YANGON (Reuters) - Myanmar’s president gave his backing on Thursday for amending a military drafted constitution and indicated support for changes that would make Nobel Peace Prize winner Aung San Suu Kyi eligible to lead the country.
Thein Sein, the reformist general and former top member of the army regime that ruled Myanmar for 49 years, said changing the constitution could help national reconciliation and he did not support laws that bar anyone from becoming president.
“I would not want restrictions being imposed on the right of any citizen to become the leader of the country,” Thein Sein said in a monthly televised address to the nation.
“At the same time, we will need to have all necessary measures in place in order to defend our national interests and sovereignty.”

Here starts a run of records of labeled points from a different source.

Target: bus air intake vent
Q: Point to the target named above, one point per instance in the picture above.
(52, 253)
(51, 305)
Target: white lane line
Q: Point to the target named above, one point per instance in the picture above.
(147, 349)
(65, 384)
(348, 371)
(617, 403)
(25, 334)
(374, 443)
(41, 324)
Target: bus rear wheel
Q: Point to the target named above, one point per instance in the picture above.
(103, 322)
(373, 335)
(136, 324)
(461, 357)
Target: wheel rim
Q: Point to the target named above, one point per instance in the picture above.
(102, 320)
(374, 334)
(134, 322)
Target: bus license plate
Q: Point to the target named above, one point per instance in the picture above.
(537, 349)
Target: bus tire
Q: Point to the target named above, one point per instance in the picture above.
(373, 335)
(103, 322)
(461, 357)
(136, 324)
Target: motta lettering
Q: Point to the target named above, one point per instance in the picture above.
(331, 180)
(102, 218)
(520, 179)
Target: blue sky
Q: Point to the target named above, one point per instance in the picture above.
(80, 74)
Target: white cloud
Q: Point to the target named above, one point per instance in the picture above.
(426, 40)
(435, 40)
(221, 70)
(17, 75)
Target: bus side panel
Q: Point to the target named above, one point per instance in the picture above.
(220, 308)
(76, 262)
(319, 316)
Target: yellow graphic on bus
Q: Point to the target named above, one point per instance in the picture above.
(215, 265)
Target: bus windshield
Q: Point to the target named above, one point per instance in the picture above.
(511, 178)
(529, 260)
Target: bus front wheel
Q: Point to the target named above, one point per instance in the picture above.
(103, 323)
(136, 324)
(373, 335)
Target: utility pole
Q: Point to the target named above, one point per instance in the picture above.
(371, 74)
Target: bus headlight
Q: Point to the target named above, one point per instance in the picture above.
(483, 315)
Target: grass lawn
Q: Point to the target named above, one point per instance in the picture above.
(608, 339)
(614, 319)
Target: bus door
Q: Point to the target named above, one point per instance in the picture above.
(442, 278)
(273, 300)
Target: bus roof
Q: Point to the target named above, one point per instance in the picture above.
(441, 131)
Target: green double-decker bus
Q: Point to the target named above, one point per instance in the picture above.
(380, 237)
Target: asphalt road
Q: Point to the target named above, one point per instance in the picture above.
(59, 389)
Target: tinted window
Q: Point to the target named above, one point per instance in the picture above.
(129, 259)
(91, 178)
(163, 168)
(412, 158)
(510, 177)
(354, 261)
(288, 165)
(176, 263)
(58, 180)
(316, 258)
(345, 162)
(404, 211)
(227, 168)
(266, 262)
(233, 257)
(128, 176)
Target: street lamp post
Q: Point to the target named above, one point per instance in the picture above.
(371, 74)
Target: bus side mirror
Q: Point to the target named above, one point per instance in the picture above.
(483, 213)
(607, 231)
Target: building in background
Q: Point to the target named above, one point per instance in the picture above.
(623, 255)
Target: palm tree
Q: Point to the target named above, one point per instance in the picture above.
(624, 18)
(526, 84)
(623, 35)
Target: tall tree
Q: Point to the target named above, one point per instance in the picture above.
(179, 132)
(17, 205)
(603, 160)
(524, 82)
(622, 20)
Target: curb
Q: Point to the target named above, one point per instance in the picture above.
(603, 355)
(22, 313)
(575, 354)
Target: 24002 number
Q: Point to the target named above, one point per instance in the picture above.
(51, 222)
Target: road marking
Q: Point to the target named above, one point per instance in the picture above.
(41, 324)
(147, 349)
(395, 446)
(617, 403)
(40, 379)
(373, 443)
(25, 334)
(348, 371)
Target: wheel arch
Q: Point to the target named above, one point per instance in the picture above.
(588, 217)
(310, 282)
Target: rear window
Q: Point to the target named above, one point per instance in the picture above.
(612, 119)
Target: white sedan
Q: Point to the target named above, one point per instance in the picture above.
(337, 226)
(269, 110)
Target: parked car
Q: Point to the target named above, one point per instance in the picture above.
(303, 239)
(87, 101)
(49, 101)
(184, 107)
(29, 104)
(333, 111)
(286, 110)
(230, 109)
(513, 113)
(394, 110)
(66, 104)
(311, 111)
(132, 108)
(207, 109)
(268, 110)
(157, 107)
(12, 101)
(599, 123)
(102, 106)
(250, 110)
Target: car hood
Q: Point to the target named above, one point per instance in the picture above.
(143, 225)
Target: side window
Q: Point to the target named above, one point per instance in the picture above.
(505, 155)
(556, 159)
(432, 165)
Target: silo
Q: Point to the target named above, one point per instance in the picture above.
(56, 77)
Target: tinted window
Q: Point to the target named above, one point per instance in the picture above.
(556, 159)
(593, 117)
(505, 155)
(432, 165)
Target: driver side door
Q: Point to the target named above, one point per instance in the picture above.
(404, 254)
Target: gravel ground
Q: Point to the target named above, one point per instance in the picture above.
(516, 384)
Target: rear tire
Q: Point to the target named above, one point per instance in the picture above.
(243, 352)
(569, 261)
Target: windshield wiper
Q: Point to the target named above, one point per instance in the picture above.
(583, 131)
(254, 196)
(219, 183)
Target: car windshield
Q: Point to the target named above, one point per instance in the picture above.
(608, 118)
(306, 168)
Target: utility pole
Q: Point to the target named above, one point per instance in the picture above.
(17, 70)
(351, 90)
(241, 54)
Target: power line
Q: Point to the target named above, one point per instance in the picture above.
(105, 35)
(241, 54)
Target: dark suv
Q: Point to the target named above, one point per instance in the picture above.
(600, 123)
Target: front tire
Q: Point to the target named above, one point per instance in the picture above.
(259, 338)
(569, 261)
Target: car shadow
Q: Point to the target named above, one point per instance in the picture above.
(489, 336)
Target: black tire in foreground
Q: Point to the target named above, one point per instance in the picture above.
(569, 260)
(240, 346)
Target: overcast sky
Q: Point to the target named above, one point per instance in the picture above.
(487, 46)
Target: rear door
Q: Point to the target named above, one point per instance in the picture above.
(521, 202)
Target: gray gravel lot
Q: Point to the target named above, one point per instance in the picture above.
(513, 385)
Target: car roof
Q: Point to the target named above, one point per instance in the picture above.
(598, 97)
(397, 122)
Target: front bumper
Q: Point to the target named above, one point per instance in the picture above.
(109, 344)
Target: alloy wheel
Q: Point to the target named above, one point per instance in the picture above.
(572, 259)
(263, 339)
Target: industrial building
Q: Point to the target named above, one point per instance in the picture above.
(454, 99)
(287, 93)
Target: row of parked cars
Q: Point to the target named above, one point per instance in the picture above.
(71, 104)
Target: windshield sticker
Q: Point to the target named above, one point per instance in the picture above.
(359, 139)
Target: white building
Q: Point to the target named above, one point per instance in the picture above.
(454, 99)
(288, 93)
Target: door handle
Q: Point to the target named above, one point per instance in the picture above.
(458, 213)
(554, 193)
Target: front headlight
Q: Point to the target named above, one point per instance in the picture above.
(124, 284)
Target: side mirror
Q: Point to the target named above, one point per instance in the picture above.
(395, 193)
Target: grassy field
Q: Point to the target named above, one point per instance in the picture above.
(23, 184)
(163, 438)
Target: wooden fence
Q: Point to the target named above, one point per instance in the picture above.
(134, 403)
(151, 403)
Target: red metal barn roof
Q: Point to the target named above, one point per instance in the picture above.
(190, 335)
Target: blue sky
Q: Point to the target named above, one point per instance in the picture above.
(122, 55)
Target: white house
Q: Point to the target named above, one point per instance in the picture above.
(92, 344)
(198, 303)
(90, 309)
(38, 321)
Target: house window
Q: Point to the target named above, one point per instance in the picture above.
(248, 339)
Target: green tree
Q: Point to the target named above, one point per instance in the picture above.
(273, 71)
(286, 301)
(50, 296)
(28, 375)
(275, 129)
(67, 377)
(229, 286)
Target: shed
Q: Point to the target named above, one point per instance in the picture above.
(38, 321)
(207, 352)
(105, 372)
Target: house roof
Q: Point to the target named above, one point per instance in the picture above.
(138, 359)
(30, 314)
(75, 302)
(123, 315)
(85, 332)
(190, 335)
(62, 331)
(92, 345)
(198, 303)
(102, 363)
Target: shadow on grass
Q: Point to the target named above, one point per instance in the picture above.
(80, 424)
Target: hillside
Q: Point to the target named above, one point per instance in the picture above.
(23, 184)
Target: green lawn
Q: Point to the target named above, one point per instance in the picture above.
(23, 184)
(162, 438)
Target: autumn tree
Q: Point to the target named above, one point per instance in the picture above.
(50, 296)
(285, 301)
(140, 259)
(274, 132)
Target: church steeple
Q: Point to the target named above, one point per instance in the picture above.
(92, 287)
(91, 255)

The comments by the president are likely to be welcomed by opposition leader Suu Kyi, the 68-year-old leader of a peaceful two-decade struggle against military dictatorship, who has in recent months stated her wish to become president.
For now, Suu Kyi is ineligible for the top post because her two sons are British citizens.
The comments are the latest show of openness by a president who has surprised the world with an array of reforms that were unimaginable under the junta, like the release of hundreds of political prisoners, liberal investment laws, legalizing protests and scrapping of media censorship.
Thein Sein, 68, has yet to declare whether or not he will retire from politics after the next election in 2015, or seek a second term. Other contenders include parliament speaker, Shwe Mann, 66, another key reformer who outranked Thein Sein in the former junta.
According to Myanmar’s constitution, the legislature, not the people, are responsible for choosing a president.
Three panels representing the lower house, the senate and lawmakers chosen by the military each nominate a presidential candidate. A vote of the bicameral parliament then takes place, where one of the three candidates is chosen as leader.
Myanmar’s parliament has appointed a committee to draft recommendations about how to change the constitution, which critics say is too centralized and offers too much power to the military.
The committee said on Wednesday it had received 323,110 suggestions via 28,247 letters ahead of the December 31 deadline for public feedback. It is expected to submit its report during the next house session, which starts on January 13.
Han Tha Myint, a senior member of Suu Kyi’s National League for Democracy (NLD) party, said the NLD had no immediate comment on the president’s speech.